Une 4e version du texte

L'extension du travail dominical avait provoqué fin 2008 un tollé au sein de la gauche, des syndicats et des églises, et aussi de députés de la majorité. Malgré un compromis arraché à l'Elysée, la fronde menée par les opposants, notamment à droite, avait conduit à une interruption de la discussion, à peine entamée, puis à son report sine die.
L'Assemblée planche donc sur la nouvelle mouture du texte -la quatrième- de l'UMP Richard Mallié, présentée comme une version allégée. Ce projet de loi légalise notamment les dérogations existantes, étendues à quelque 500 communes touristiques, sans pour autant généraliser le travail dominical.
Pour ne pas rouvrir la polémique, la majorité a renoncé à faire passer de 5 à 8 le nombre de dimanche pouvant être travaillés ailleurs. Et pour rassurer les commerces de détail alimentaires qui pourront être ouvert jusqu'à 13 heures au lieu de midi ce jour-là, les grandes surfaces alimentaires sont exclues. Des garde-fous visent également à protéger les salariés: accord préalable entre partenaires sociaux, jour de repos compensateur et salaire double.


Contre-offensive du PS

Avant même l'ouverture des festivités au Parlement, le texte a été l'occasion d'échanges assez vifs entre la majorité et l'opposition. Le président du groupe PS, Jean-Marc Ayrault, a interpellé ses collègues à l'Assemblée et a adressé une lettre à tous les députés pour les mettre en garde contre un travail dominical qui sera "de plein droit dans toutes les communes touristiques qui le réclament et dans tous les commerces de cette commune". Près de 6.000 communes sont concernées", sans contreparties pour les salariés: "ni salaire double, ni repos compensateur, ni volontariat", a-t-il affirmé. Le PS a indiqué vouloir s'opposer "avec force" au travail du dimanche, qui constitue à ses yeux un "recul social extrêmement préoccupant pour les droits des salariés", le qualifiant de "tromperie organisée". "En réponse à la grave crise économique qui sévit actuellement, la droite a comme seule réponse des reculs sans précédent sur le droit du travail", juge la rue de Solférino pour qui "derrière la communication, la vérité du texte présenté est la généralisation du travail dominical dans le commerce".
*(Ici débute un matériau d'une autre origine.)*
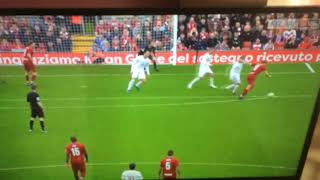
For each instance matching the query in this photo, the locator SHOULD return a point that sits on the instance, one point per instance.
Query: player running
(204, 69)
(169, 167)
(139, 68)
(28, 64)
(251, 78)
(131, 174)
(77, 153)
(33, 99)
(234, 75)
Au sein même de la majorité, la tension est palpable. Certains se sont émus que la nouvelle version du texte n'ouvre à nouveau la boîte de Pandore qui avait conduit au retrait précipité du texte à la mi-décembre. Certains craignent également une "généralisation du travail dominical". Preuve du trouble à l'UMP, une réunion de dernière minute a eu lieu mardi dernier pour mieux "border le texte".

 

Source : Challenges.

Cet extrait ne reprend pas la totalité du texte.